Der Umstieg erfolgt ab Frühjahr 2017 zunächst in Ballungsräumen und bis 2019 bundesweit. Gleichzeitig endet dort ein Großteil des DVB-T-Angebots. Im Rahmen einer Einführungsphase sind bereits im II. Quartal 2016 reichweitenstarke Sender in ausgewählten Ballungsräumen über DVB-T2 HD empfangbar.

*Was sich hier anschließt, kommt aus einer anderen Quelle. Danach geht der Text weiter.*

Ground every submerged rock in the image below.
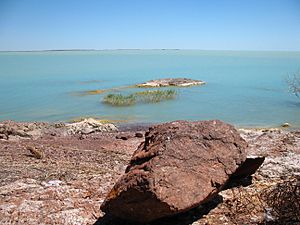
[137,78,205,87]
[101,120,247,223]
[66,118,118,134]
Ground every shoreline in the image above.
[0,117,300,132]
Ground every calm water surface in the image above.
[0,50,300,126]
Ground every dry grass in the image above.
[224,176,300,225]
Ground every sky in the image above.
[0,0,300,51]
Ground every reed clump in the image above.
[103,90,177,106]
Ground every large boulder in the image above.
[101,120,247,223]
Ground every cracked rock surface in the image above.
[101,120,247,222]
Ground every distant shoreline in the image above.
[0,48,300,53]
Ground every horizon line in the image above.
[0,48,300,52]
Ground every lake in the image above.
[0,50,300,127]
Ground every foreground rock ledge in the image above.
[137,78,205,87]
[101,120,247,223]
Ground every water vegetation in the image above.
[68,116,130,124]
[286,71,300,98]
[103,89,177,106]
[75,86,136,96]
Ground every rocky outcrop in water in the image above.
[137,78,205,87]
[66,118,118,134]
[101,120,247,222]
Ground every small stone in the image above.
[26,146,44,159]
[135,133,144,138]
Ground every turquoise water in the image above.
[0,50,300,126]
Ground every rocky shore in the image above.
[0,119,300,225]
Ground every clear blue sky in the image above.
[0,0,300,51]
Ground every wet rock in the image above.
[101,120,247,223]
[66,118,118,134]
[135,132,144,138]
[281,123,291,128]
[137,78,205,87]
[26,146,44,159]
[231,157,265,179]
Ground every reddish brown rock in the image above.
[101,120,247,222]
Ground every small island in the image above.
[136,78,205,87]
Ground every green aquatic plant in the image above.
[135,90,177,103]
[103,90,177,106]
[103,94,136,106]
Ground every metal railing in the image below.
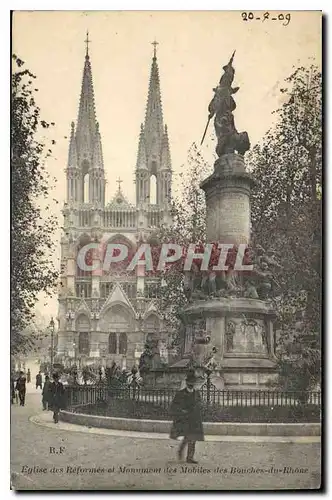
[65,383,321,418]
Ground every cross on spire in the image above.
[151,39,159,58]
[84,30,91,56]
[116,177,123,191]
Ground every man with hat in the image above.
[170,372,204,464]
[49,373,65,424]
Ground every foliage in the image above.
[159,66,322,391]
[11,55,57,354]
[157,143,210,347]
[248,66,322,390]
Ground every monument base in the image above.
[175,297,277,390]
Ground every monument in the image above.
[172,52,278,390]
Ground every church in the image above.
[56,33,172,369]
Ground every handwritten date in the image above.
[241,12,291,26]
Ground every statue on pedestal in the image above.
[201,51,250,157]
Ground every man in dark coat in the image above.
[170,373,204,464]
[42,375,51,410]
[10,373,15,404]
[16,371,26,406]
[49,373,65,424]
[36,372,43,389]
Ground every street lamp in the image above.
[50,316,54,376]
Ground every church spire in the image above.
[136,123,147,169]
[68,122,77,167]
[76,32,97,163]
[144,41,164,156]
[161,125,172,170]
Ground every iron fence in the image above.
[65,384,321,417]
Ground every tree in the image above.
[11,55,58,354]
[160,66,322,390]
[156,143,211,347]
[248,65,322,390]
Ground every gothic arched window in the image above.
[83,174,89,203]
[150,174,157,205]
[78,332,90,355]
[119,333,127,354]
[108,333,117,354]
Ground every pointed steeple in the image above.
[68,122,77,167]
[67,32,106,206]
[136,123,147,169]
[92,122,104,169]
[76,32,97,162]
[136,41,172,207]
[144,42,164,156]
[161,125,172,170]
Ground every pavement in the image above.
[11,379,321,491]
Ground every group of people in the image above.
[11,369,64,424]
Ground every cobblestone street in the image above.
[11,384,320,490]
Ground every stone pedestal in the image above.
[172,153,276,390]
[182,298,276,390]
[201,153,253,244]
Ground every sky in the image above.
[12,11,321,318]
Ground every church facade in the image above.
[57,42,172,369]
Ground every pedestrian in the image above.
[10,373,15,405]
[42,375,51,410]
[16,371,26,406]
[170,372,204,464]
[36,372,43,389]
[49,373,65,424]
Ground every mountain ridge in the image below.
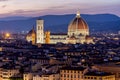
[0,14,120,32]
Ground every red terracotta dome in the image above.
[68,12,89,35]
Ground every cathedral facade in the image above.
[26,12,93,44]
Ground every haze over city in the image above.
[0,0,120,17]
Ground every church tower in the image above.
[36,19,44,44]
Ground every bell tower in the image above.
[36,19,44,44]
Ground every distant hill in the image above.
[0,14,120,32]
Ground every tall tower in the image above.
[36,19,44,44]
[45,31,50,44]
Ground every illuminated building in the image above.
[26,27,36,44]
[84,71,115,80]
[27,12,93,44]
[45,31,50,44]
[60,67,85,80]
[96,62,120,80]
[36,19,44,44]
[0,69,19,80]
[4,33,11,39]
[23,72,33,80]
[33,73,60,80]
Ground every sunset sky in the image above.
[0,0,120,17]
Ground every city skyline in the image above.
[0,0,120,17]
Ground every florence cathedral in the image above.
[26,12,93,44]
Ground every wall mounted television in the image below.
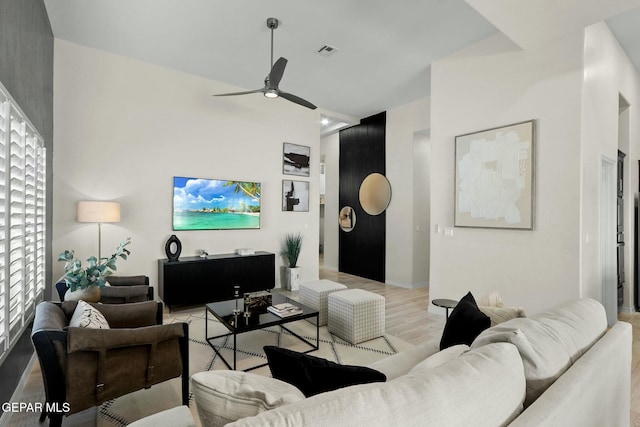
[173,176,261,231]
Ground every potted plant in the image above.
[58,237,131,302]
[282,233,302,291]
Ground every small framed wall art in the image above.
[282,142,311,176]
[282,179,309,212]
[454,120,535,230]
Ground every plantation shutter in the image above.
[0,84,46,362]
[0,92,9,355]
[9,107,25,342]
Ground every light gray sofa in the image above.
[131,299,632,427]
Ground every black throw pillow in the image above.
[264,346,387,397]
[440,292,491,350]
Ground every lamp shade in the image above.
[78,201,120,222]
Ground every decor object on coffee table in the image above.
[58,237,131,302]
[328,289,385,344]
[77,200,120,259]
[282,233,303,291]
[300,279,347,326]
[204,294,320,371]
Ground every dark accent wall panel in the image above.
[0,0,53,410]
[336,112,386,282]
[0,0,53,147]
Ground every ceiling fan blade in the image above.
[213,88,264,96]
[267,57,287,88]
[279,91,317,110]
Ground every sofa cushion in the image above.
[191,371,304,426]
[264,346,387,397]
[230,343,525,427]
[367,338,440,381]
[69,300,109,329]
[471,299,607,406]
[409,344,469,374]
[440,292,491,350]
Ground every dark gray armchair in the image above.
[56,276,154,304]
[31,301,189,426]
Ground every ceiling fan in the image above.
[214,18,316,110]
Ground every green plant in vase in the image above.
[58,237,131,299]
[282,233,302,268]
[282,233,302,291]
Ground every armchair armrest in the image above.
[62,301,162,328]
[67,323,185,353]
[100,285,150,304]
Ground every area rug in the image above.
[97,308,413,427]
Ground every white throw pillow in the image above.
[191,371,305,427]
[69,300,109,329]
[478,305,526,326]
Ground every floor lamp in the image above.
[78,200,120,259]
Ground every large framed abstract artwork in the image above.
[454,120,535,230]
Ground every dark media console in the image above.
[158,252,276,307]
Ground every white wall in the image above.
[385,98,431,288]
[320,132,340,271]
[429,33,583,313]
[413,132,431,287]
[581,23,640,311]
[53,39,320,292]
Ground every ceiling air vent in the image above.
[316,44,338,57]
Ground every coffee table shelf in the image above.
[205,294,320,371]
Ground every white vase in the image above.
[64,286,100,302]
[284,267,302,291]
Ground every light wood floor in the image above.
[8,268,640,427]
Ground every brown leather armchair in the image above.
[56,276,153,304]
[31,301,189,426]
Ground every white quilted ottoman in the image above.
[328,289,384,344]
[300,279,347,326]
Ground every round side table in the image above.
[431,298,458,318]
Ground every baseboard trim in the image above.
[385,281,429,289]
[0,353,36,427]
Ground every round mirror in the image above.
[360,173,391,215]
[338,206,356,232]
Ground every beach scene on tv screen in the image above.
[173,176,260,230]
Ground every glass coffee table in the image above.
[205,294,320,371]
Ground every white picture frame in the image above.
[454,120,535,230]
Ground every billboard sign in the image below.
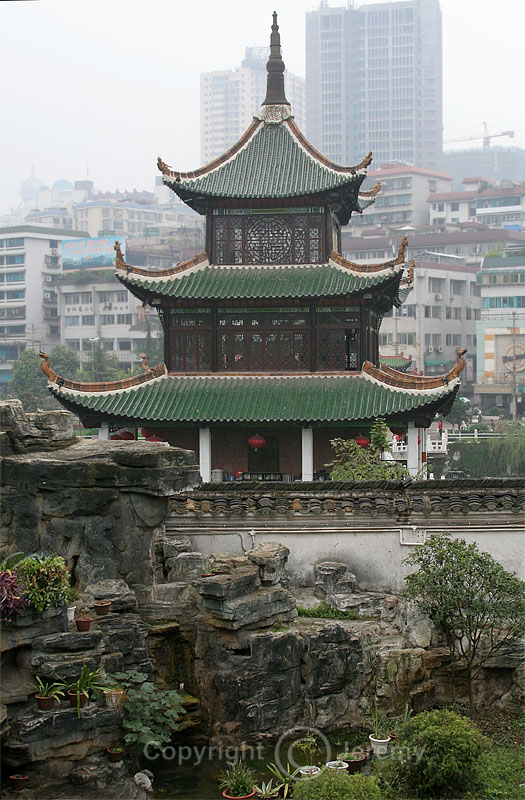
[62,236,126,270]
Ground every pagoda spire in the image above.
[263,11,290,106]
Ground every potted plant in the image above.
[253,778,282,800]
[294,734,321,778]
[368,698,391,756]
[325,758,348,772]
[9,772,28,792]
[0,554,26,622]
[102,686,126,714]
[93,600,111,617]
[67,664,106,717]
[32,675,66,711]
[106,744,124,764]
[66,586,78,622]
[267,763,299,800]
[337,750,368,772]
[75,617,93,633]
[219,761,256,800]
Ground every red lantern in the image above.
[248,433,266,452]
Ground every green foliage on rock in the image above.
[404,533,525,715]
[8,349,50,412]
[297,600,356,620]
[293,769,383,800]
[16,555,70,613]
[108,670,186,747]
[387,710,489,798]
[326,417,407,481]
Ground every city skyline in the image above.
[0,0,525,213]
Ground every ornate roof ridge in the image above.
[39,351,168,394]
[157,117,262,183]
[114,241,210,280]
[284,117,372,175]
[330,236,408,272]
[362,349,467,391]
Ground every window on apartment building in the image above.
[450,280,465,294]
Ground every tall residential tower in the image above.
[306,0,442,169]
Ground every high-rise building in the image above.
[201,47,305,164]
[306,0,442,169]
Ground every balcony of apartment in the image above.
[44,253,60,269]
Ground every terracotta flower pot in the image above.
[67,692,87,708]
[106,746,124,764]
[9,775,28,792]
[35,694,55,711]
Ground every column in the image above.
[199,428,211,483]
[301,428,314,481]
[407,422,420,475]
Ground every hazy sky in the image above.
[0,0,525,213]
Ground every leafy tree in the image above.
[326,417,407,481]
[49,344,79,379]
[404,533,525,716]
[8,349,49,411]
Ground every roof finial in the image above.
[263,11,290,106]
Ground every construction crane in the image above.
[443,122,514,147]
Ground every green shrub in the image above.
[297,600,356,619]
[16,555,70,613]
[392,711,489,797]
[107,669,186,747]
[293,769,381,800]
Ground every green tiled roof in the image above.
[53,375,455,424]
[379,354,412,369]
[164,123,363,203]
[118,264,401,300]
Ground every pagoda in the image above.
[42,13,465,481]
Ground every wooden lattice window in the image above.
[214,214,325,264]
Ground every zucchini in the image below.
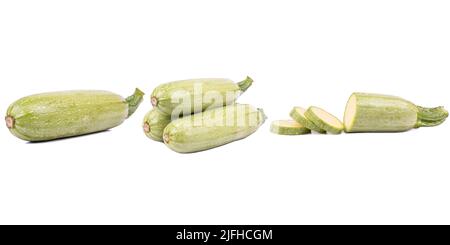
[151,77,253,117]
[344,93,448,133]
[270,120,311,135]
[163,104,266,153]
[305,106,344,134]
[5,89,144,141]
[143,108,170,142]
[289,106,326,134]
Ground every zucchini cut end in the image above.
[305,106,344,134]
[289,106,326,134]
[344,94,356,132]
[270,120,311,135]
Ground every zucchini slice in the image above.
[270,120,311,135]
[289,106,326,134]
[305,106,344,134]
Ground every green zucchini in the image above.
[305,106,344,134]
[5,89,144,141]
[163,104,266,153]
[151,77,253,117]
[270,120,311,135]
[143,108,170,142]
[289,106,326,134]
[344,93,448,133]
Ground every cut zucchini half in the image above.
[305,106,344,134]
[270,120,311,135]
[289,106,326,134]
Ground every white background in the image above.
[0,0,450,224]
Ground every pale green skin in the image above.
[289,107,327,134]
[163,104,266,153]
[305,106,344,134]
[270,120,311,135]
[151,77,253,117]
[5,89,143,141]
[143,108,170,142]
[344,93,448,133]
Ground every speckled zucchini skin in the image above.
[5,89,143,141]
[151,77,253,116]
[163,104,266,153]
[143,108,170,142]
[345,93,448,133]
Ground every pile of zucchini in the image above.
[271,93,448,135]
[143,77,266,153]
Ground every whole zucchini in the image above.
[5,89,144,141]
[163,104,266,153]
[143,108,170,142]
[151,77,253,117]
[344,93,448,132]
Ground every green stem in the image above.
[125,88,144,117]
[238,76,253,92]
[416,106,448,128]
[417,106,448,121]
[416,119,445,128]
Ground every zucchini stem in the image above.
[5,116,14,129]
[144,122,150,133]
[238,76,253,92]
[416,106,448,128]
[125,88,144,117]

Für den Empfang sind geeignete Empfangsgeräte (Fernsehgeräte, Set-Top-Boxen, …) erforderlich, die mit dem grünen DVB-T2 HD-Logo gekennzeichnet sind. Fernsehgeräte können weiter verwendet werden, müssen jedoch durch externe Empfangsgeräte erweitert werden. DVB-T2 gibt es in einigen Ländern wie Österreich, Frankreich oder England teilweise schon seit 2009, zum Teil auch in HD. Dafür kam aber noch das ältere Kompressionsverfahren AVC (H.264) zum Einsatz. Die spätere Einführung von DVB-T2 macht man sich hierzulande zunutze und setzt gleich auf das modernere Kompressions-Verfahren HEVC (H.265). Das Kompressionsverfahren arbeitet deutlich datensparender, sodass sich im Falle von DVB-T bei gleicher Belegung von Funkfrequenzen mehr Kanäle in besserer Bildqualität übertragen lassen. Damit ist die technische Umsetzung von DVB-T2 in Deutschland technisch einen Schritt weiter als im Ausland.

4K-Fernseher

4K-Fernsehern gehört die Zukunft. Sollten Sie mit dem Gedanken spielen, sich einen neuen Fernseher anzuschaffen, so sollten Sie die Vor- und Nachteile der 4K-Technologie abwägen. Möchten Sie bereits in die Zukunft investieren und gleich einen 4K-Fernseher kaufen oder doch noch abwarten und erstmal auf einen Full HD-Fernseher setzen? Zwar kosten große 4K-Fernseher noch deutlich mehr als vergleichbare Full-HD-TVs, jedoch gibt es bereits jetzt sehr gute Einsteigermodelle auf dem Ultra HD-Markt.

Da der Sitzabstand zu dem Fernsehgerät häufig 2 Meter beträgt, würde sich hier die 4K-Auflösung erst bei einem TV-Gerät mit über 50 Zoll lohnen. Ab einer TV-Größe von 48 Zoll macht ein Fernseher mit 4K-Auflösung in den meisten Fällen Sinn. Bei kleineren Fernsehern reicht häufig auch eine Full HD-Auflösung. Dies hängt natürlich auch von dem Sitzabstand ab. Je näher Sie vor dem Fernseher sitzen, desto eher sollten Sie zu Ultra HD (4K) greifen.